The RBA was created under 2005 legislation specifically to consolidate the region's fragmented bus service.

The long-talked about Illiana Expressway has received a significant push this year, with the Indiana General Assembly considering legislation that would allow soliciting private investors to help pay for it. In exchange, investors could collect tolls on the road.

The proposed expressway would run from Interstate 65 in Indiana west through southern Lake County and continue to Interstate 55 southwest of Joliet, Ill.

The House was considering legislation in late January after the Senate overwhelmingly endorsed the project which some officials say should stretch not from I-65, but from LaPorte or Michigan City to Illinois.

"There seems to be renewed interest in the Illiana Expressway," said Valparaiso Mayor Jon Costas. "We have to be forward-thinking about our roadway system. We understand it has to be evolving and has to move forward."

Indiana Gov. Mitch Daniels endorsed the proposed road three years ago and is pushing hard to make it the second big highway privatization arrangement of his administration. Four years ago, Daniels engineered the blockbuster 75-year lease of the Indiana Toll Road to ITR Concession Co., a Spanish-Australian partnership, for $3.8 billion.
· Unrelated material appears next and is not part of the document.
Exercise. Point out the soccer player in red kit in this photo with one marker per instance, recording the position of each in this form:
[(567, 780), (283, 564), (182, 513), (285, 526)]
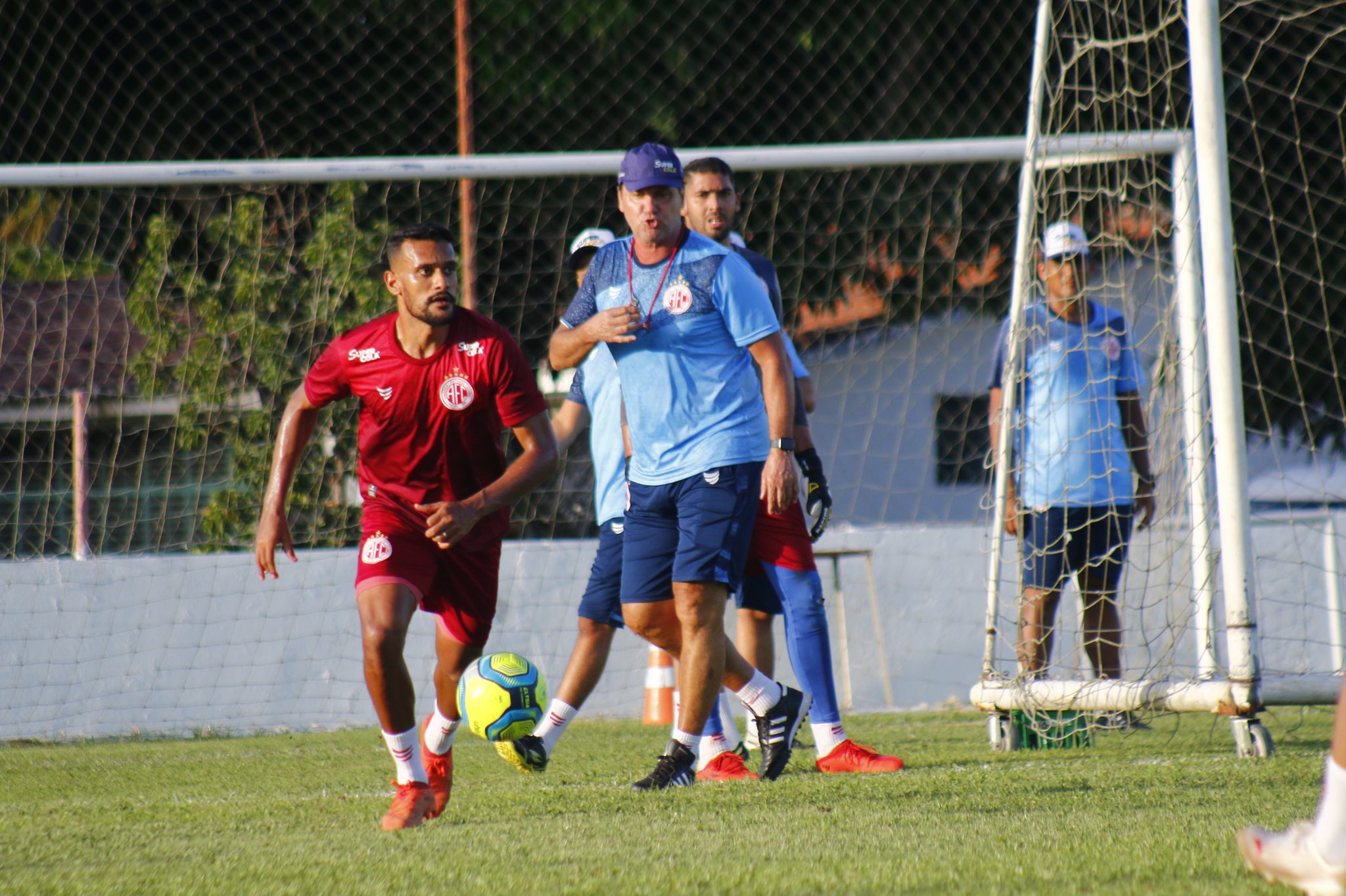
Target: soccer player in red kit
[(436, 384)]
Northern Indiana Commuter Transportation District officials also hope this is the year they can submit a proposal to the Federal Transit Administration for engineering and environmental studies for extending the South Shore commuter rail line to Lowell. They plan to follow that eventually with a similar proposal for running a separate branch to Valparaiso.

All was not rosy on the transportation front in Northwest Indiana in the past year, but local leaders are hoping to transform setbacks into opportunities.

In November, the 1.2-mile Cline Avenue bridge linking both the Borman Expressway and Indiana Toll Road to local casinos and steel mills was temporarily closed after an engineering report showed bridge components had suffered serious damage from corrosion.

At the end of December, the Indiana Department of Transportation announced the span was not salvageable and would be demolished. At the same time, INDOT officials said the money to replace it already was set aside and they would solicit input from businesses, local government and the community to see how that should be done.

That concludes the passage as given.